ABSOPTION IN THE GUT
Small intestine (Duodenum, Jejunum and Ileum) – digestive enzymes (released from the pancreas) enter the small intestine and continue the break down of Starch, Protein and Fat which are absorbed via the intestinal wall into the blood. Horses do not have a Gall Bladder to store bile, and therefore bile produced in the liver is continuously secreted into the small intestine to emulsify and break down fats.
Research suggests that large meal feeding and/ starch intake, increases the quantity of starch that escapes digestion in the small intestine which then passes to the hind gut (Richards, et al. 2006).
Large intestine (Caecum, Large Colon and Small Colon) – Fibre is broken down by microbes via hind gut fermentation into volatile fatty acids (VFAs), mainly acetic, propionic, and butyric acids and which are absorbed via the intestinal wall into the blood.

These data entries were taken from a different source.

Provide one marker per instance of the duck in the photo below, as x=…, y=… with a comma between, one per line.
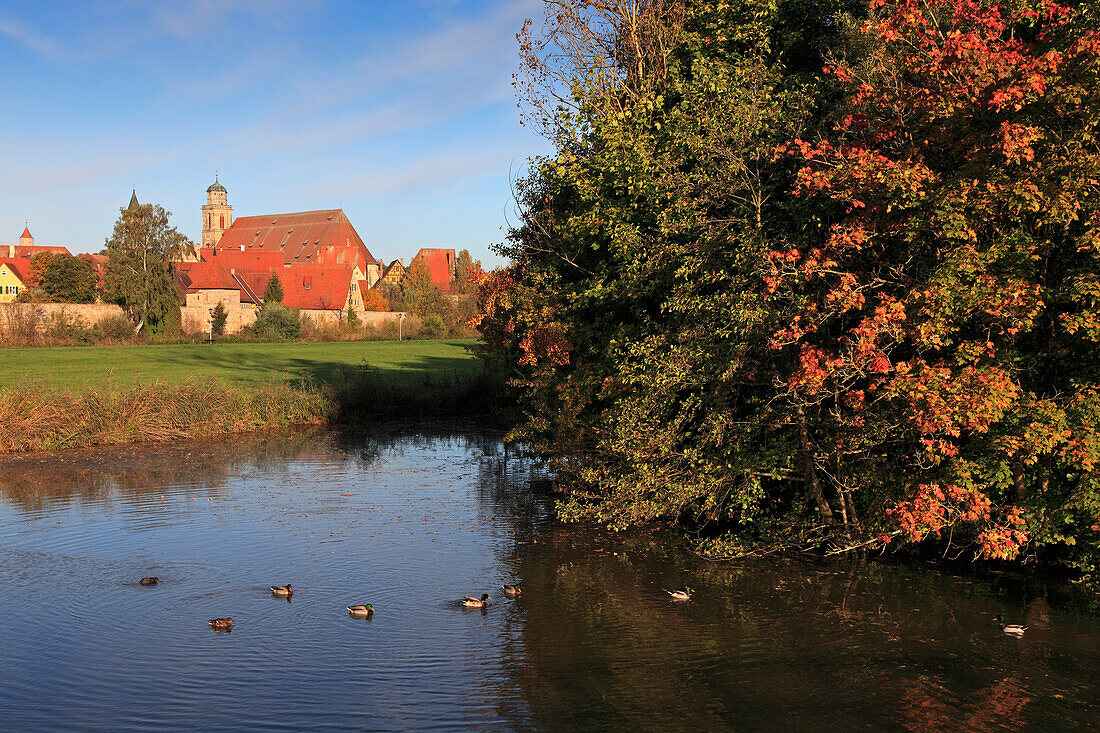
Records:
x=471, y=602
x=680, y=593
x=1013, y=630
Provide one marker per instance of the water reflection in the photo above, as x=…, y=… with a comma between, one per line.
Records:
x=410, y=518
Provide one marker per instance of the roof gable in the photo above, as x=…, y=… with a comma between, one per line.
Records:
x=325, y=237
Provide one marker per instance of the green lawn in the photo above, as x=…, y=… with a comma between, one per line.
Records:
x=246, y=363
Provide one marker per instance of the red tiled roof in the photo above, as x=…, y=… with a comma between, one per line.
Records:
x=316, y=287
x=441, y=265
x=312, y=287
x=19, y=266
x=303, y=238
x=30, y=250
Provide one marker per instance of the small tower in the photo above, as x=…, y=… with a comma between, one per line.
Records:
x=217, y=215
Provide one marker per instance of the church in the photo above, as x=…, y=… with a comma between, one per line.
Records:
x=321, y=262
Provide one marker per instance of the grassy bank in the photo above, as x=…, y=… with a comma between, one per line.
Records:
x=62, y=397
x=245, y=364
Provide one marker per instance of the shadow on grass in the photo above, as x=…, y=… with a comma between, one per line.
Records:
x=261, y=364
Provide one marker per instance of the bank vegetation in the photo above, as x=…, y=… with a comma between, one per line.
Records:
x=814, y=274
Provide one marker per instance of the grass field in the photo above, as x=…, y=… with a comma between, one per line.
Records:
x=246, y=364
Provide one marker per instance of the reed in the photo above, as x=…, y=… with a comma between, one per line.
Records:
x=41, y=416
x=36, y=416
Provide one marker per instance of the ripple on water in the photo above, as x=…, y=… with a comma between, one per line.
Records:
x=411, y=523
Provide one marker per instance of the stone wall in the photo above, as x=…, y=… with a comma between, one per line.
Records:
x=26, y=317
x=195, y=316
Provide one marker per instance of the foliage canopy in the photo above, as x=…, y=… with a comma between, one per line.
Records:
x=814, y=273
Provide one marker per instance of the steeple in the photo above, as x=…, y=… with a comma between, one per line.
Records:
x=217, y=214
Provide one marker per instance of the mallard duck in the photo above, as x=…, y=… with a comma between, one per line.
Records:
x=1014, y=630
x=476, y=602
x=680, y=593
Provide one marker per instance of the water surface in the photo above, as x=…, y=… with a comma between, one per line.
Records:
x=413, y=518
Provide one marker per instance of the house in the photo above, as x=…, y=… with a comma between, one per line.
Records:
x=304, y=238
x=238, y=280
x=14, y=273
x=440, y=264
x=393, y=273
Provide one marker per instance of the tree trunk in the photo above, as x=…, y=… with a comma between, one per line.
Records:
x=1018, y=480
x=807, y=467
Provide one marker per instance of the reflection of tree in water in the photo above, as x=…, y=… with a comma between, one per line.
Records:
x=195, y=468
x=594, y=643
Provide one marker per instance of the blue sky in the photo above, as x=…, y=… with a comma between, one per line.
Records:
x=403, y=113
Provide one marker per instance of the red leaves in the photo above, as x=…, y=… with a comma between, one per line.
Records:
x=546, y=342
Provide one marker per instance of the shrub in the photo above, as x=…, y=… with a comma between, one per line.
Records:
x=63, y=328
x=375, y=301
x=218, y=319
x=276, y=321
x=431, y=327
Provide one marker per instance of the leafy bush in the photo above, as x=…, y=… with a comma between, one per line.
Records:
x=431, y=327
x=277, y=323
x=218, y=319
x=114, y=328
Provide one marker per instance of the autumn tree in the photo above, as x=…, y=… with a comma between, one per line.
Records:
x=942, y=308
x=139, y=274
x=812, y=273
x=218, y=318
x=69, y=280
x=273, y=293
x=465, y=272
x=40, y=261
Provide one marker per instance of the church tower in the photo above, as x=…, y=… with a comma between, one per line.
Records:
x=217, y=215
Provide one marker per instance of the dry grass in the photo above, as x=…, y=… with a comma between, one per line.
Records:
x=41, y=417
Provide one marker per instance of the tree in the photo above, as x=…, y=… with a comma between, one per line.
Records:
x=139, y=274
x=417, y=277
x=69, y=280
x=276, y=321
x=375, y=301
x=218, y=318
x=274, y=291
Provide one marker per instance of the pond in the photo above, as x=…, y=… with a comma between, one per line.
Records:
x=411, y=518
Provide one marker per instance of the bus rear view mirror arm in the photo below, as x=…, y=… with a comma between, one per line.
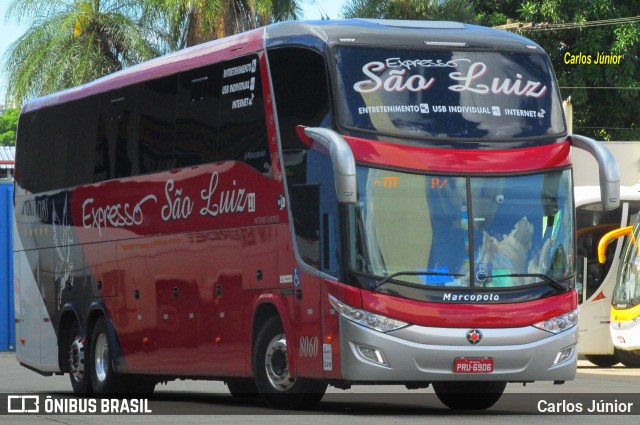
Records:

Furthermore, water and electrolytes are reabsorbed to keep the horse hydrated.
Any Starch not digested in the small intestine results in hindgut starch fermentation and subsequent acidosis, causing digestive disturbances that may reduce a horse’s ability to perform athletically and contribute towards incidences of disorders such as colic (Richards, et al. 2006).
Image: Courtesy of www.horsehage.co.uk
Key points on digestion
Horses have relatively small stomachs therefore, they are often defined as ‘trickle-feeders’. The glandular region of the horse’s stomach produces acid continuously and research indicates the absence of food contributes to Gastric Ulcers. Therefore, it is now widely accepted that best practice is to ensure horses are fed a little and often, rather than large meal-feeds, which promotes the absorption of nutrients and also minimises the risk of blockages (Colic).
High fibre diets may be the most natural for horses but horses are also efficient at digesting fats therefore, it is a useful way to provide high energy diets for performance horses, rather than high cereal feeds resulting in hind gut fermentation of starch and acidosis which in turn, may lead to digestive imbalances and reduced performance.